Picture it – Chicago, 2017 – four men, David Cerda, Ed Jones, AJ Wright, and Adrian Hadlock, play four of the most beloved senior women in American pop culture, “Dorothy Zbornak,” “Rose Nylund,” “Blanche Devereaux,” and “Sophia Petrillo.” Hell in a Handbag Productions’ “The Golden Girls: The Lost Episodes” succeeds in so many ways from the opening “Thank You for Being a Friend” singalong to Ed Jones’ near perfect Rose Nylund confused look to David Cerda’s cries of “Ma!,” and ominous Shady Pines references. For any true “Golden Girls” fan, the parody, written by Cerda, is a treat, if a little more earthy than the already fairly bawdy original.
The large and appreciative audience at club-like Mary’s Attic in Andersonville on Wednesday night, enjoyed a story centered on the fate of Sophia, who has been acting up again, and may have to go to the “Dade County Compound for the Aged and Mentally Ill.” Shady Pines is now too expensive. Over a cheesecake at the kitchen table, the girls look back on the many antics indicating that Sophia may be out of control, but who can tell as Dorothy, Blanche, and Rose are up to their own shenanigans. One never knows how far a “Golden Girl” might go, but a Handbag’s “Golden Girl” is certain to go unashamedly too far.
The four main players clearly studied their television counterparts. Cerda’s Dorothy may not tower over the rest of the cast like Bea Arthur did in the original series, but his portrayal of existing, yet limited, common sense, and stern warnings to the other characters give a similar effect. Hadlock’s Sophia is reminiscent of the dry wit of Estelle Getty, delivering many of her famous quips with much of the same tone and timing. Jones’ caffeine induced Rose Nylund dance moves are hysterical, and a little mystifying as they go from frenetic to almost skillful. Wright shares Rue McClanahan’s gift for pouty, but unconvincing guile.

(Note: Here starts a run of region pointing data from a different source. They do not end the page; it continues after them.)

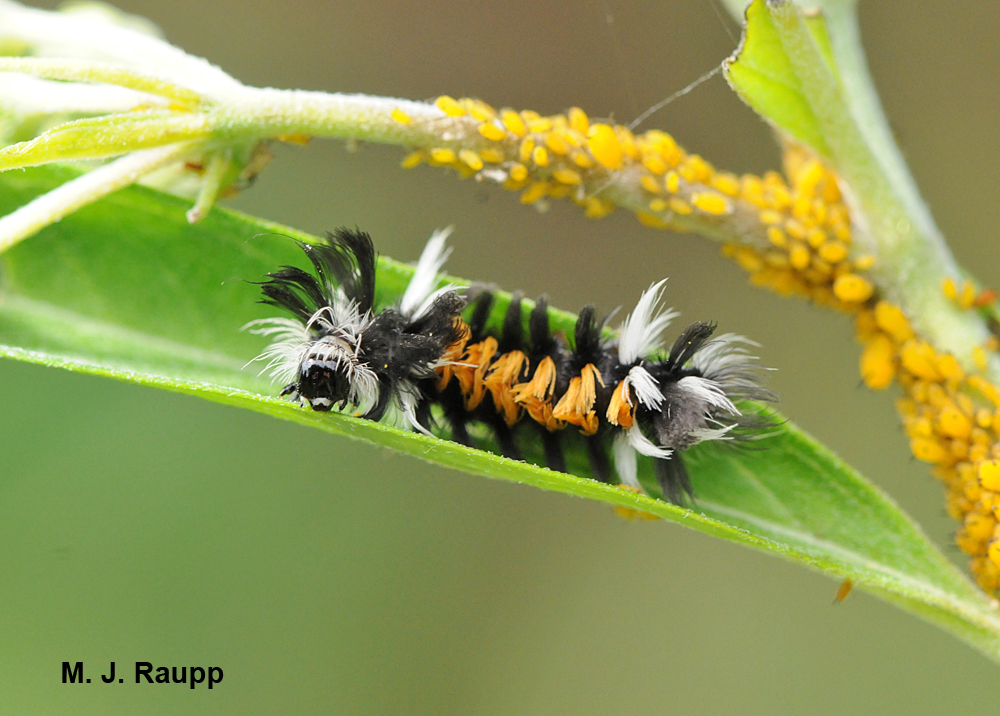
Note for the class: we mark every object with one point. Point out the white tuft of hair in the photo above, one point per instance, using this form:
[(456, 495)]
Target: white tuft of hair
[(625, 462), (286, 352), (419, 297), (640, 331), (645, 387), (707, 391)]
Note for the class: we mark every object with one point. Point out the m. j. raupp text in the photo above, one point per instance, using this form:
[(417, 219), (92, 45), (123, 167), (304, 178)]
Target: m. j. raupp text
[(146, 673)]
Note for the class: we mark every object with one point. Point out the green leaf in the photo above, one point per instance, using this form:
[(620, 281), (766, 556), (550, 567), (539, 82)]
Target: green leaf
[(108, 136), (805, 75), (763, 75), (125, 288)]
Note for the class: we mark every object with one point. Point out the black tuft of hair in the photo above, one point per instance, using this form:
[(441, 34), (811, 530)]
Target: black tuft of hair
[(512, 334)]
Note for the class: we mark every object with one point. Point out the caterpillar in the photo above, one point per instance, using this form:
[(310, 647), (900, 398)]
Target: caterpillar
[(395, 364)]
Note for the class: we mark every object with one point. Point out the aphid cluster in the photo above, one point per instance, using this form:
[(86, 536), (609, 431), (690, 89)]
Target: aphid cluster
[(421, 362)]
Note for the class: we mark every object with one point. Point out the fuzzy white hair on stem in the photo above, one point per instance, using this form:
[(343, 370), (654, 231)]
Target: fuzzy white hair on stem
[(86, 189), (419, 297), (640, 331)]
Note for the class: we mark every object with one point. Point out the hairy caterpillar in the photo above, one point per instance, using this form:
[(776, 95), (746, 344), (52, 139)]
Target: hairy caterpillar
[(395, 364)]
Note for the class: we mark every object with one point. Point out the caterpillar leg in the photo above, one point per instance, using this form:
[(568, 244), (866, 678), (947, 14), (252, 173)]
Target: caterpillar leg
[(673, 479), (505, 440), (554, 457), (600, 465)]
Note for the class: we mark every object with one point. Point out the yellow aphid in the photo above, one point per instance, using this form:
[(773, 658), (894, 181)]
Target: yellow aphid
[(401, 116), (604, 145), (920, 359), (413, 159), (799, 256), (651, 220), (578, 120), (679, 206), (953, 423), (878, 366), (770, 217), (711, 203), (518, 172), (920, 428), (525, 150), (832, 252), (852, 288), (650, 184), (989, 475), (993, 552), (979, 526), (557, 143), (443, 156), (493, 156), (479, 110), (654, 163), (727, 183), (449, 106), (801, 207), (540, 125), (492, 132), (581, 159), (673, 181), (695, 169), (980, 358), (795, 229), (567, 176), (819, 212), (892, 320), (843, 590), (538, 190), (864, 262), (928, 450)]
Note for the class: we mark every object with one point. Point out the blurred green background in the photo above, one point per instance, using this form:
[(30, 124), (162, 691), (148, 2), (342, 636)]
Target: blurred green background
[(326, 576)]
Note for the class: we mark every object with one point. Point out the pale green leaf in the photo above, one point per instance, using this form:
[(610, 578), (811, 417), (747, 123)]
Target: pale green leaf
[(125, 288)]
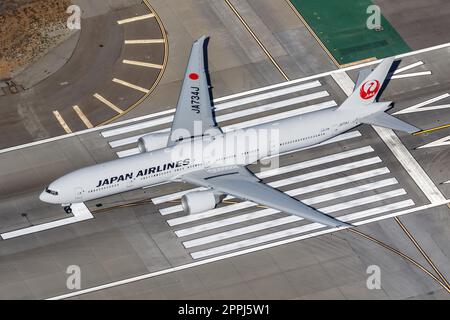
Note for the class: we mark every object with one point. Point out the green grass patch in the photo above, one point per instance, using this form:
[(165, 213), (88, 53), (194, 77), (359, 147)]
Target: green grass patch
[(341, 25)]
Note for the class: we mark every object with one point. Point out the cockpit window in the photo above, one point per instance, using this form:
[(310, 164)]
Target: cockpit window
[(52, 192)]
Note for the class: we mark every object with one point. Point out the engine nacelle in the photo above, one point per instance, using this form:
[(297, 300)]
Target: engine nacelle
[(152, 142), (199, 201)]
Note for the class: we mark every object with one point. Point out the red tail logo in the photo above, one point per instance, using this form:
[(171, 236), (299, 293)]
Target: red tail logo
[(369, 89)]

Many of the series’ supporting characters join the main players as the parody whips up into frenzy of insults, sexual innuendo, and dark comedy. Notably, Lori Lee plays Stan, Dorothy’s “love to hate” ex-husband even creepier than the original, and Michael S. Miller’s Harry Weston is a study in the quirky mannerisms of the original actor, Richard Mulligan. Kristopher Botrall is a snarky sweet Daisy, one of the “Sunshine Cadets,” known for kidnapping and dismembering Rose’s teddy bear. Blanche’s brother, Clayton, doesn’t seem to know what he’s doing there. Her daughter, Janet is mad at her self-involved mother, as usual. Rose’s blind sister, Lilly, Dorothy’s son, Michael and his African-American wife, Lorraine, show up to skewer the failures of the original series’ handling of disability, racism, and hypocricy on ageism. The “Golden Girls” tried, but was never a match for real satire on the deeper issues of the day, and perhaps that’s what Cerda is pointing out.
Among the problems with the show are the constant dialogue flubs, and the way-too-small stage for the crowd of characters, many attempting outrageous flamboyance, and physical comedy. The costumes and wigs were great, creating a fun drag version of the Miami senior scene vibe, but the makeup looked a little sloppy, providing the necessary camp. In Act Two, much of what’s left of the dialogue gets lost in the confusion. Also, the criticism of the typical foibles of a television sitcom, with its re-casting of characters over the seasons, unexplained disappearances and changed circumstances, may be excessive, but surely every “Golden Girls” fan still wonders what happened to their gay cook from the pilot, and why did four former wives and homemakers need a cook, more than a friend or neighbor, in the first place.
For many watching late-night re-runs of “Golden Girls” after a long or difficult day, the series became a warm, welcome, and comforting hideout. Handbag’s version isn’t exactly comforting, but it brings out the warmth and welcome of the original, with a heavy dose of the bizarre, ridiculous, and exquisitely vulgar required for an affectionate, yet relevant parody. The audience ate it up, and the show is so popular that the company has had to add shows to accommodate the crowds.